Cells were fully mineral encrusted after 16 h of exposure to the Fe-rich solution, whether cells were exposed in mid-exponential, late-exponential, or stationary growth phase (OD600 nm = 0.3, 0.6, and 1.0, respectively). Longer exposures (20 and 41 h) did not alter the extent mineralization.

Attempts to confirm whether the mineralization observed on Lysinibacillus sp. TchIII 20n38 cells was due to a completely non-metabolic process, or whether active metabolism by living cells was necessary for S-layer mineralization were limited due to an inability to obtain dead cells without damaging the S-layer containing cell envelope. This despite multiple trials employing various antibiotics targeting non-cell envelope structures, and testing them over a large range of concentrations and durations [tetracycline (10–2000 μg/mL for 1 h-5 days in LB, buffer, or MilliQ-H2O) ofloxacin (10–500 μg/mL), and heat treatments (up to 55°C)]. The fact that Lysinibacillus sp. TchIII 20n38 cells grow optimally as heterotrophs without added metals suggests that the role of any metabolic processes in S-layer mineralization was secondary to non-metabolic processes.

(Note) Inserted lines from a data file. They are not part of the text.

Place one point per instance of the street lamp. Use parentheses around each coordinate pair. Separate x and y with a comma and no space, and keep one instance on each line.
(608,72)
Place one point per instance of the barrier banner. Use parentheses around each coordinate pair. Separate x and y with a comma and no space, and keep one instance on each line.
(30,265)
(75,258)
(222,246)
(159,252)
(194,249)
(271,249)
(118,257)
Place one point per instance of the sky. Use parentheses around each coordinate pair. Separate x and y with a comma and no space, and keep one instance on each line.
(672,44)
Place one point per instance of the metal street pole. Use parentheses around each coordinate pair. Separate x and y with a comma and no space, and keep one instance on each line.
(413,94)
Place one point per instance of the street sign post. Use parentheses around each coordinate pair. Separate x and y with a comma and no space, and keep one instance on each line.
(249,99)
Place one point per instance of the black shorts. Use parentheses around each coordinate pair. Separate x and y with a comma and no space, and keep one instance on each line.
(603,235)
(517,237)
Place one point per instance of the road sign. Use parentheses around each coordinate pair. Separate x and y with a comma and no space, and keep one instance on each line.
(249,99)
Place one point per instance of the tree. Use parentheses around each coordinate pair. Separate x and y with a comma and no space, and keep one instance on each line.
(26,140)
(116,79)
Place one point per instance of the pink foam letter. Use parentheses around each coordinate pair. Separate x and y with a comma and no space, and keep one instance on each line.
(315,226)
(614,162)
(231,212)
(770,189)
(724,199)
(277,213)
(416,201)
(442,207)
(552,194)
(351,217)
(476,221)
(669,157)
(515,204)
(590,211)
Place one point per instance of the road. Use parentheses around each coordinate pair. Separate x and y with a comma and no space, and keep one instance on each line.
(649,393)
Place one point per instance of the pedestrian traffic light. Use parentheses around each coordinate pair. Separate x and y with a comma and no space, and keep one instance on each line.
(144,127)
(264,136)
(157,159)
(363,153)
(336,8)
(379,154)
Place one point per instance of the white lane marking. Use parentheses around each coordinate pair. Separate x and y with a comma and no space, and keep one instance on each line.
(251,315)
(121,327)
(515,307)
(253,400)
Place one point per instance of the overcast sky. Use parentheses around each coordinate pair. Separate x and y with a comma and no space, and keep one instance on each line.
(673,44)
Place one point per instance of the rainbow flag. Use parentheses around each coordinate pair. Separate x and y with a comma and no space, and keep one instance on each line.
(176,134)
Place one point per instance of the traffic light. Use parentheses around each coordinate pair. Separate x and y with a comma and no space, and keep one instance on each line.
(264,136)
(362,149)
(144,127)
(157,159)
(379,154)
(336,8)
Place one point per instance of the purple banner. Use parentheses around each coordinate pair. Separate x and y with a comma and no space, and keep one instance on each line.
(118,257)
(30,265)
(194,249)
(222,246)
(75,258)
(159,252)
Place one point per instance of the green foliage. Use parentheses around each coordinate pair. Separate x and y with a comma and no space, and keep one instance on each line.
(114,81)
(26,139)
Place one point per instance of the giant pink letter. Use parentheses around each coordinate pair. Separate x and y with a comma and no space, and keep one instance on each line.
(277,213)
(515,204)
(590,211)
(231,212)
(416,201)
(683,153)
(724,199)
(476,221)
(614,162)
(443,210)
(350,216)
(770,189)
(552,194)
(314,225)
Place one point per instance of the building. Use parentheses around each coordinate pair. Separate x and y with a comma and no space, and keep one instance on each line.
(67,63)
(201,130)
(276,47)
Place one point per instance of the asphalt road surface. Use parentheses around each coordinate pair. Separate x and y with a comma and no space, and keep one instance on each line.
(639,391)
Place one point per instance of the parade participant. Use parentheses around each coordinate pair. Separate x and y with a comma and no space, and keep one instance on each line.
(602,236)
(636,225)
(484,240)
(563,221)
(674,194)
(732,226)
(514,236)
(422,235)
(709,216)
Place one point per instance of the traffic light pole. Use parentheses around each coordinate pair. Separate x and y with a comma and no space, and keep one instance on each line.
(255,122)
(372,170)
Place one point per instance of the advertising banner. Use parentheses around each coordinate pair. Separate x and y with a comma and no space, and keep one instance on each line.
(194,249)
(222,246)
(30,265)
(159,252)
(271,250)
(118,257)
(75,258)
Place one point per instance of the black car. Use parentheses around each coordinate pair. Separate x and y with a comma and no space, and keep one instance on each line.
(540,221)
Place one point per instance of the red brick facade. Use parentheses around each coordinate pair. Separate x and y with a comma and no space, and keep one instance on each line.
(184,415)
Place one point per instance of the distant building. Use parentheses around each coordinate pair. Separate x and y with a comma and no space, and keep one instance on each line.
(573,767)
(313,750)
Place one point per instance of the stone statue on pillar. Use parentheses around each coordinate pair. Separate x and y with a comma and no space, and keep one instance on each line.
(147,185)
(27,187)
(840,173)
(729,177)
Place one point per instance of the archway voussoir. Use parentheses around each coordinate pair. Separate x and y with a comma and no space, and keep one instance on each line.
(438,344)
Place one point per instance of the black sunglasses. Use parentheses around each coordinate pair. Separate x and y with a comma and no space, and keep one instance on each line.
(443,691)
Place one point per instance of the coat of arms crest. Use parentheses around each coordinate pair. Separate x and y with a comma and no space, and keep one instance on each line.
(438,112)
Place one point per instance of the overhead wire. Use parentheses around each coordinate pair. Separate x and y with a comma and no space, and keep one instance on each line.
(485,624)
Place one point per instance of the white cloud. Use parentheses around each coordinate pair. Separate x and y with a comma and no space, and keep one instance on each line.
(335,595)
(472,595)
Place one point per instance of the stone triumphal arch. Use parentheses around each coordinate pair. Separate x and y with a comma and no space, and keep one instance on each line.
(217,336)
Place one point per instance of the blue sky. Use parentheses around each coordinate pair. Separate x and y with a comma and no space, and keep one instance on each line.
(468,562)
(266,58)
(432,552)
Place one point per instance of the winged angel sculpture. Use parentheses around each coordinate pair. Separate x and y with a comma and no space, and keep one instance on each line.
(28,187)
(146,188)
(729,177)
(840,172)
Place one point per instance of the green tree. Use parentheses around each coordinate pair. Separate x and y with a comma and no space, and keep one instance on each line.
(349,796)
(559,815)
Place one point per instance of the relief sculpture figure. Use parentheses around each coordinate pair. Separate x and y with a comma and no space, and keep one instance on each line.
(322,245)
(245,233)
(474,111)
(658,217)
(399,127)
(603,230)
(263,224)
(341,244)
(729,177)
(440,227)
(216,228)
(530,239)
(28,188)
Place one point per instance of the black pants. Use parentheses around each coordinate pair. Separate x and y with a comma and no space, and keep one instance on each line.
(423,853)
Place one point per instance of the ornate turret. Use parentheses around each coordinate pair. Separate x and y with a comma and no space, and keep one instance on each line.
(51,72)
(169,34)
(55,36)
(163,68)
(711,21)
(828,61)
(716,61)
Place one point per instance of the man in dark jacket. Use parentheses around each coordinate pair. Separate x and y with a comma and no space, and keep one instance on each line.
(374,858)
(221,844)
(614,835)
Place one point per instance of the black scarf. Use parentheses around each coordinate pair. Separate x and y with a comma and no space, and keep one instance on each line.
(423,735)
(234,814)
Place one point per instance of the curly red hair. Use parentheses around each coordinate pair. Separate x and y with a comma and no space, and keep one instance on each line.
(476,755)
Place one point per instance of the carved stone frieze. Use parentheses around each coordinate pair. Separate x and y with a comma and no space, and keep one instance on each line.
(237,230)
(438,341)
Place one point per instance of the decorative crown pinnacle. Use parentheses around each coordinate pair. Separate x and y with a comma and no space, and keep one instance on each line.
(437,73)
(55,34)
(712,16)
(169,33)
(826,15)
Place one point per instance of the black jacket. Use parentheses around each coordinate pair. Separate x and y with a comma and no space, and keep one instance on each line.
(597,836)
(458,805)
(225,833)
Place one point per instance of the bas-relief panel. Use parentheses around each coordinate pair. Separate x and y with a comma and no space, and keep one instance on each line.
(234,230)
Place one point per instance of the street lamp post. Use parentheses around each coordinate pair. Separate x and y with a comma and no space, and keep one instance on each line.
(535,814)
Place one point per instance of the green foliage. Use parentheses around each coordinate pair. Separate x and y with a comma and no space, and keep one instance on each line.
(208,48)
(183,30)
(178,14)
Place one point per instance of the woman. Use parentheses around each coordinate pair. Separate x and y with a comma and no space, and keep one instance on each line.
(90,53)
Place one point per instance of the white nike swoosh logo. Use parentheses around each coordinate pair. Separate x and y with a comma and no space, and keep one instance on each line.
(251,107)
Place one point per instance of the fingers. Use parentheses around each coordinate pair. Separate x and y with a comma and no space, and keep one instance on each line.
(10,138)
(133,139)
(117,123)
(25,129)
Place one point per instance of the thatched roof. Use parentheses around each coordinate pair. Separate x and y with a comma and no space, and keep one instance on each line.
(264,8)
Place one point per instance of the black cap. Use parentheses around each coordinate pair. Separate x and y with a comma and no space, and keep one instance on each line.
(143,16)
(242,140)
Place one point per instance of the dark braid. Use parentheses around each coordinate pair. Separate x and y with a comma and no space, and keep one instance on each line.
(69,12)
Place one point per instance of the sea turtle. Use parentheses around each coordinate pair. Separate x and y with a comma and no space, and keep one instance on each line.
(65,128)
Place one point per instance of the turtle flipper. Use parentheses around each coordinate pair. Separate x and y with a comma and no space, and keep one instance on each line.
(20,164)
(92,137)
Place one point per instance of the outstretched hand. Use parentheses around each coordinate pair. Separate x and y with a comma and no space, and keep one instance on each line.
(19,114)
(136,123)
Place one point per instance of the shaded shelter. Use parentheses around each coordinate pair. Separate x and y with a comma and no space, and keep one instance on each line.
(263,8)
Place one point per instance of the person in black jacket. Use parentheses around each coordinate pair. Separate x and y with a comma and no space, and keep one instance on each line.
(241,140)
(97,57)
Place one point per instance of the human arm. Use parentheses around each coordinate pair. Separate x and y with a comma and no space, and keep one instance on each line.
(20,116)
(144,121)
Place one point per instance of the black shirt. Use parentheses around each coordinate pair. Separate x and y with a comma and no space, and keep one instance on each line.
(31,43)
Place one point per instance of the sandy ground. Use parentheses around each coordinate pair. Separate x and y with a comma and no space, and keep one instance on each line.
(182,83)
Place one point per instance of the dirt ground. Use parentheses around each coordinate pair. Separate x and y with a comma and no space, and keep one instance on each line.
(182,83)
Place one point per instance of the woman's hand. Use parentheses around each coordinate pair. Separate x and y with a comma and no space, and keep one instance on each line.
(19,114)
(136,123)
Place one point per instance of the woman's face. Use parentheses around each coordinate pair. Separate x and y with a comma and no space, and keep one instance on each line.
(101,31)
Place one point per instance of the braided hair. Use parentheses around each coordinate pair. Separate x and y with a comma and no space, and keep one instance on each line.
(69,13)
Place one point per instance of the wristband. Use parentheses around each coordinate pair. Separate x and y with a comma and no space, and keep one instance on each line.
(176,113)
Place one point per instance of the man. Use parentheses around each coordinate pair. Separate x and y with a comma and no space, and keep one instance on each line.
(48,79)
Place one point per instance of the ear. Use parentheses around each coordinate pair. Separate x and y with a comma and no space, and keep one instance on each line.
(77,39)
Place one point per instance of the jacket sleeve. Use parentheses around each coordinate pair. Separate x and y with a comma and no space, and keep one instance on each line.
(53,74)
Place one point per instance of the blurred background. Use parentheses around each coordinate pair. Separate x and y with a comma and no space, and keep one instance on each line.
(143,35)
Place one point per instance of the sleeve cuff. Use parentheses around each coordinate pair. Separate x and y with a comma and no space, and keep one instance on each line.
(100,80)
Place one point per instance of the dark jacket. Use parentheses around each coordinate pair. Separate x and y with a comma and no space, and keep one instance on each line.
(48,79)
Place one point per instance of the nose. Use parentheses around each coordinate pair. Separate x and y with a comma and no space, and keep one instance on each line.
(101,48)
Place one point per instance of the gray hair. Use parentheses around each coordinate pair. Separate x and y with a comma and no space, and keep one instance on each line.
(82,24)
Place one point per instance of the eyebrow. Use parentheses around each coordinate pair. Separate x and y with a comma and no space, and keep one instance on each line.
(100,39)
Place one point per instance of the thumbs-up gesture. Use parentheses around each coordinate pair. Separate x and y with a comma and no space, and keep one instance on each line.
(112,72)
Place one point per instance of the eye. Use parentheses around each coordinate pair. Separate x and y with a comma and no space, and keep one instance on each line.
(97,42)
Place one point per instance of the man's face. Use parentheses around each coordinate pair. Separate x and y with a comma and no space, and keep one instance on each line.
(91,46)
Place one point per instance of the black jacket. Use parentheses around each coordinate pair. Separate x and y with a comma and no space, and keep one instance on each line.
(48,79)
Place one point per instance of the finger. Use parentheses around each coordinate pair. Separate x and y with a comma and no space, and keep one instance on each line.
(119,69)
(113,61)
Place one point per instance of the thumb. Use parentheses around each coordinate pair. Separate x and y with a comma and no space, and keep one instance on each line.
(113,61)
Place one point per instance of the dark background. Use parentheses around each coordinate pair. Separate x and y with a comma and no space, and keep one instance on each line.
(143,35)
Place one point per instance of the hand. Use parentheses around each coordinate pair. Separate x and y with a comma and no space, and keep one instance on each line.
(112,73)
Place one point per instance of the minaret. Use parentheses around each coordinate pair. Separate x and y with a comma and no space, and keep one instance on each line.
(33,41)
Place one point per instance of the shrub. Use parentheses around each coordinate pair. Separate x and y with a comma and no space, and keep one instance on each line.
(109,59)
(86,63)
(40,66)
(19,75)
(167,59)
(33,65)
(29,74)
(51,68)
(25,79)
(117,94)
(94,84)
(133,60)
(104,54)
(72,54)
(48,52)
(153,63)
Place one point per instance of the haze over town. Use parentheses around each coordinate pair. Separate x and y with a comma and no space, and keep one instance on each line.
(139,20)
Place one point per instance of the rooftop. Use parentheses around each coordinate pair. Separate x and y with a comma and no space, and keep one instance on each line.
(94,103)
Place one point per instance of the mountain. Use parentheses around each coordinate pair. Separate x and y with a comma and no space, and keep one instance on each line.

Response to Metal Exposure Depends on Physiological State, Times of Mineralization and Recovery

Replacement of mineral-encrusted cells into a rich growth medium demonstrated that Lysinibacillus sp. TchIII 20n38 cells were able to resume proper cell division after complete Fe-mineral encrustation. The exposure of mid-exponential growth phase cells (OD600 nm = 0.3) to the Fe-rich solution for 16 h followed by recovery of the cultures in LB showed that cells resumed normal cell division (see Supplementary Figure S2). However, the physiological state of the cells during metal exposure affected the ability of cells to recover after mineral encrustation, resulting in various inhibitions of normal vegetative cell growth and division. For mid-exponential growth phase cells, exposures longer than 16 h to the Fe-rich solution resulted in the death of mineralized cells, and the formation of filaments by the small minority of cells observed without mineral-encrustation. In the case of both late-exponential growth phase and stationary phase cultures, even 16 h-long exposures to Fe resulted in sporulation and/or cell death.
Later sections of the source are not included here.